Büyük bir coşku duyuyorum. Çok büyük bir coşku. Şu anda binlerce insan bir kitabı indiriyor, binlerce insan bir kitabı paylaşıyor. Beklenilen gerçekleşti ve bir kitabın yasaklanmasının önüne geçildi. Ne demişti, Aydın Engin, Yeşil Gazete’de gerçekleşen röportajının sonunda? “Kâğıda basılı olarak okura ulaşmasının önünde artık sağlam ve güçlü bir engel var. Ama hiç bir engel tanımayan mecralar da var. Bakarsınız bir hünerli demokrat çıkar ve…” İşte o üç nokta bugün gerçek oldu. İsveç’ten aktivistler kitabı, internete sızdırıverdi ve sivil itaatsizliğin coşkulu havası tüm ülkeyi sarıverdi. Ahmet Şık’ın eşi Yonca Şık’ın yazdığı cümle çok önemli: “Yaşasın Sivil İtaatsizlik!”

Artık herkes yasak diye bir “şeyin” olmadığını görmüştür. Yazan, düşünen insanlara zulüm edebilirsiniz, onları itibarsızlaştırmak için elinizdeki medya gücünü kullanabilirsiniz, üstüne gidebilir, başka yerlerden vurmaya çalışabilirsiniz ama fikirlerini engelleyemezsiniz. Kim şimdiye kadar engelleyebilmiş ki fikirleri, düşünceleri 21. yüzyılda birileri engelleyebilecek?

Şimdi soruşturma açılmış kitabın internetten yayılması hakkında. Nedir suç? Neye ulaşılacak bunun sonucunda? Ben size söyleyeyim: Hiçbir şey. Her bu kitabı indiren kişi de, o hiçi büyütecektir. Ne kadar fazla kişi bu kitaba sahipse, o kadar engellenemez olacaktır bu durum. Kitap okumak da mı suç olacak artık? Bunu da yapacakla mı gerçekten?

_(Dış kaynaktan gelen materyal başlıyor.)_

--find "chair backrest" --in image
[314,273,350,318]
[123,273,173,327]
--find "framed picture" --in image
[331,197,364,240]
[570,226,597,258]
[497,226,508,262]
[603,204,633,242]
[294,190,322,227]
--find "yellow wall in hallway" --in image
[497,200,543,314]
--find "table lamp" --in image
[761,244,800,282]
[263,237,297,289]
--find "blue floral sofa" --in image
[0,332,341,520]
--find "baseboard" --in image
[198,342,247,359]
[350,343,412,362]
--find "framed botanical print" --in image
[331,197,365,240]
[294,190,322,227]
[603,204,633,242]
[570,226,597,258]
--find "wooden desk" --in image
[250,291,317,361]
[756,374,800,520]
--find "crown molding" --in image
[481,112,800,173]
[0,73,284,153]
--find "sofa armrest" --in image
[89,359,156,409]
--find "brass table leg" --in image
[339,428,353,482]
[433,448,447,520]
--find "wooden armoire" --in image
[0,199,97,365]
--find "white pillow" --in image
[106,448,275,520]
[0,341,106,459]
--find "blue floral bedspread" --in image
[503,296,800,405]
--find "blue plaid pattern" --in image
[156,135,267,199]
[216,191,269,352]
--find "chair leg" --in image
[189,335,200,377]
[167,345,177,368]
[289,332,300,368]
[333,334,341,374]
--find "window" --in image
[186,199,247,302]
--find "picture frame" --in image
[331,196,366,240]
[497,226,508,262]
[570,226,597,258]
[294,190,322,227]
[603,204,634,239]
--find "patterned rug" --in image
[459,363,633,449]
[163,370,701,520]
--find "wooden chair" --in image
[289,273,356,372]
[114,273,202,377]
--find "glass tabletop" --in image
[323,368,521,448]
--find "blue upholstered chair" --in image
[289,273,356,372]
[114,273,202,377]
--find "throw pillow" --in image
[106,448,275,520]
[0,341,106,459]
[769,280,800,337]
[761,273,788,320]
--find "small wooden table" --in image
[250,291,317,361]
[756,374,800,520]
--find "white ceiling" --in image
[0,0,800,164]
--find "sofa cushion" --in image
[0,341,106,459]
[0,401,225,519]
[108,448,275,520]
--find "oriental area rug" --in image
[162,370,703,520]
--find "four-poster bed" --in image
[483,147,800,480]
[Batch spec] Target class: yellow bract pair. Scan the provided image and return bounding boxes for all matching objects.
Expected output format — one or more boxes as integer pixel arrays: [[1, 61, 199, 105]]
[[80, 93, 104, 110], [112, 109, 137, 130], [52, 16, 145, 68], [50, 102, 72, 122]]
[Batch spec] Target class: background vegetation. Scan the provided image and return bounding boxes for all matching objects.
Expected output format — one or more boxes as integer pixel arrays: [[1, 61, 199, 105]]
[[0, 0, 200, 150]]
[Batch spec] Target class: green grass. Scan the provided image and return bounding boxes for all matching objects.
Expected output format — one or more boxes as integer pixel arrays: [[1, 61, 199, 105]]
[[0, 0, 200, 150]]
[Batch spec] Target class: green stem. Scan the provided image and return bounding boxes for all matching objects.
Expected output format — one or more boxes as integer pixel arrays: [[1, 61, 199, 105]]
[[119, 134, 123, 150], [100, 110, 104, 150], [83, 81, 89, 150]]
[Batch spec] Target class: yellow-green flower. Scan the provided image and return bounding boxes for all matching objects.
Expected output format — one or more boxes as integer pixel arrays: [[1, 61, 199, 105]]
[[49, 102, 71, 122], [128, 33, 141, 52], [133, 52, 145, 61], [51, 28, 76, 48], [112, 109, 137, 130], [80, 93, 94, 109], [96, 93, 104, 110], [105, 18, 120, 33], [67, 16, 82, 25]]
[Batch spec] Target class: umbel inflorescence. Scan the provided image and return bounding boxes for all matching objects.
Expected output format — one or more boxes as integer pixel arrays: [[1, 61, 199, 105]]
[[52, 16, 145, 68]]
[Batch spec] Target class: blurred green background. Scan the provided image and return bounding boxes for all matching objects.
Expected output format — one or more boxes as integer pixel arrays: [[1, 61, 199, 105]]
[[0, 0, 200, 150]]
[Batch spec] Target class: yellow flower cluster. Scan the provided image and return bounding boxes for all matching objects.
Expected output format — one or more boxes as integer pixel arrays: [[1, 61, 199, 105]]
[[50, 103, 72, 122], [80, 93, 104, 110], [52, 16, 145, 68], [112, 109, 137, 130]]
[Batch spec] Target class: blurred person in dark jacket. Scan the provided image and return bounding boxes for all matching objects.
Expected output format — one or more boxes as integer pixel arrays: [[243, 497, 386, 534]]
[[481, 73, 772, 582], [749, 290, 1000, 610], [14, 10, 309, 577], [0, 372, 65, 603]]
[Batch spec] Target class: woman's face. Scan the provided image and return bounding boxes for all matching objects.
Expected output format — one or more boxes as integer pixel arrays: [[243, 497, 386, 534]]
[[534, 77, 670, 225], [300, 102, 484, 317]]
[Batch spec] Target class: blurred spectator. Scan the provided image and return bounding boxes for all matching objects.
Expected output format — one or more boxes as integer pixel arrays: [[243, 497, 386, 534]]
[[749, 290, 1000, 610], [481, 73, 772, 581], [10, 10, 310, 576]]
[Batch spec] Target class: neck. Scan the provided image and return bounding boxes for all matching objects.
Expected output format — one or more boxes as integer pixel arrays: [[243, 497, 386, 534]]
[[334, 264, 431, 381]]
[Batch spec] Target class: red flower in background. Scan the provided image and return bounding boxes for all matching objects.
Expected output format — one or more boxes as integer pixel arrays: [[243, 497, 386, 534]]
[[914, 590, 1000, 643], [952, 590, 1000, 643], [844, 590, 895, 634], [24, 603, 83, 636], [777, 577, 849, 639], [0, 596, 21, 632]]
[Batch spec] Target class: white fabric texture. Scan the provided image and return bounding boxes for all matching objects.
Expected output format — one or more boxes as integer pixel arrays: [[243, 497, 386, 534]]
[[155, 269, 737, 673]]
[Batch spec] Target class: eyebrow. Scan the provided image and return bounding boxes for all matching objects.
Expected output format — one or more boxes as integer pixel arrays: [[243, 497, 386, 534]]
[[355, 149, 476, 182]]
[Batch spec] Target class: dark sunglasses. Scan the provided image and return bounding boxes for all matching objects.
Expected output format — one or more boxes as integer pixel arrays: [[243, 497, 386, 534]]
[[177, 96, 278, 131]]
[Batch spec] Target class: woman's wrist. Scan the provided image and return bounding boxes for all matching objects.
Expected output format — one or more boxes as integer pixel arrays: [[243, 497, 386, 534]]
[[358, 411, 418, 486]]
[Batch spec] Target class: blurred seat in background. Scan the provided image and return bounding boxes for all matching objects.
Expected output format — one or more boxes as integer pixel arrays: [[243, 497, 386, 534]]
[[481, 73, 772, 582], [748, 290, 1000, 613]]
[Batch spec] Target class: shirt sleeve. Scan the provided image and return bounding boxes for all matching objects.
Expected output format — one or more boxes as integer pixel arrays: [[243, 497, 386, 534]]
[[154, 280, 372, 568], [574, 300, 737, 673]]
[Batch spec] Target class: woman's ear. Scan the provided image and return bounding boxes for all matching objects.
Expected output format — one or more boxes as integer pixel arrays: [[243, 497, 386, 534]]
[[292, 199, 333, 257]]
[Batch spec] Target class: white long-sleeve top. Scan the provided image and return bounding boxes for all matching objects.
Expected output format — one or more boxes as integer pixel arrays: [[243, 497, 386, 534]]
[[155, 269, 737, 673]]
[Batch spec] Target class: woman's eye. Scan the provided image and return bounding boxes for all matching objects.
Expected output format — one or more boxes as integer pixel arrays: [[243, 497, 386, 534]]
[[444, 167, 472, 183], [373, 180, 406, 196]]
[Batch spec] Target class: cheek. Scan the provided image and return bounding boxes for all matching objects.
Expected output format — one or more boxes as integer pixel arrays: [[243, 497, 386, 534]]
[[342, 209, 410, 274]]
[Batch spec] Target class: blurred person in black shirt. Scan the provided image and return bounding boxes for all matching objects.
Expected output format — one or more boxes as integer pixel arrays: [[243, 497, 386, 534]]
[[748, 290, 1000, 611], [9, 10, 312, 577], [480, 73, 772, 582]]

Bugün önemli bir tarih. Yazmak lazım, not almak lazım. Unutmamak ve anlatmak için. Aynı, NAZİ’ler liderlerini hasta diye hapsedince ona çiçekler yollayarak ve bunu bir eylem haline getirerek sistemi kilitleyen Danimarka halkı gibi anlatılacak 31 Mart! Yahudiler sarı yıldız taksın denildiğinde sokağa tamamen sarı yıldız takarak çıkanlar gibi anlatılacak 31 Mart!

Büyük bir coşku duyuyorum. Baskı ve tehditlere boyun eğmeyenlerle birlikte olduğum için.